The goal is also a betrayal because it blatantly violates this international agreement, which commits the world to keeping concentrations within safe limits for present and future generations.  For the young this treachery should provoke their outraged rejection of the IPCC-based climate charade and their adoption of a militant stance to salvage their imperilled futures.

The truth is that the achievement of net-zero GHG emissions, while significant, is only a milestone on the road to safe concentrations.  To make this clear, have a look at the graph below, which depicts the combined impact of all GHGs in CO2-equivalent terms.

Figure 1 - Rational GHG Plan
Figure 1 - Rational GHG Plan

This is the approach implied by the cited agreement: reach the peak GHG concentration as soon as possible and then aggressively decrease this level until safety is reached.  On this journey there are four milestones, as indicated by the numbers.

Before proceeding I should point out that the end date of 20xx is non-specific because the exact year is less important than the principles involved.  As well, "net emissions" refers to the difference between GHGs entering the atmosphere (emissions) and those extracted by either technical means or natural processes (GHG removal or GGR).

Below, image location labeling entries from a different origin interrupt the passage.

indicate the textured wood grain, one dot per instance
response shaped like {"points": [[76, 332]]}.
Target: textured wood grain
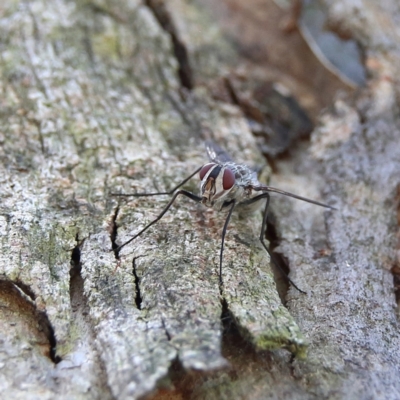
{"points": [[93, 104]]}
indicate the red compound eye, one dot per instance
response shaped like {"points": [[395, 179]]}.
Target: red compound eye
{"points": [[228, 179], [205, 169]]}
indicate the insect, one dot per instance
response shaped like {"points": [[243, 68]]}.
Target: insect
{"points": [[224, 185]]}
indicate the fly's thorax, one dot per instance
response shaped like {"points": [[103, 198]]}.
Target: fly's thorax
{"points": [[217, 185]]}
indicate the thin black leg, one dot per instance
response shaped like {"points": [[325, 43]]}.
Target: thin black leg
{"points": [[158, 193], [262, 234], [191, 196], [232, 204]]}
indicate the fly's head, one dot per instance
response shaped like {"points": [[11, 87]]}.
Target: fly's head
{"points": [[217, 181]]}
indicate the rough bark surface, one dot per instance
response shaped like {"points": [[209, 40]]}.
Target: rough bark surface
{"points": [[106, 97]]}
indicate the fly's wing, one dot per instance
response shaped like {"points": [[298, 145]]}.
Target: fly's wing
{"points": [[216, 153]]}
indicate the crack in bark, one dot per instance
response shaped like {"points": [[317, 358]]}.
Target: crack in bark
{"points": [[163, 17], [138, 297], [282, 270], [27, 311]]}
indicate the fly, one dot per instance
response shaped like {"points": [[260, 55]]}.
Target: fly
{"points": [[225, 185]]}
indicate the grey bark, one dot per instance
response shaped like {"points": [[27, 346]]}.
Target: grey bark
{"points": [[92, 105]]}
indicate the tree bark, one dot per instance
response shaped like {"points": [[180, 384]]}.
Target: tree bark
{"points": [[104, 98]]}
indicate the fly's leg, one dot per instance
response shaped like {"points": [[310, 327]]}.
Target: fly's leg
{"points": [[221, 254]]}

The first milestone is the achievement of consistent and large-scale reductions in net emissions, which will initiate the downward bend of the concentration curve.  The second is reaching net-zero emissions itself.  The third is the return to the original concentration level, where actual progress can begin.  The fourth is the consistent and rapid reduction of this level, which will eventually result in the scientifically-determined safe concentration.

Once this picture is presented - which is never done in IPCC and other mainstream documents - it becomes embarrassingly obvious that net-zero emissions leaves us with the highest GHG concentrations in human experience.  This is the penalty we are now paying for allowing the climate science establishment to replace the original concentrations focus with today's utterly nonsensical emissions fixation.  This is the rabbit hole we have entered in following our social leaders without independently assessing their environmental claims.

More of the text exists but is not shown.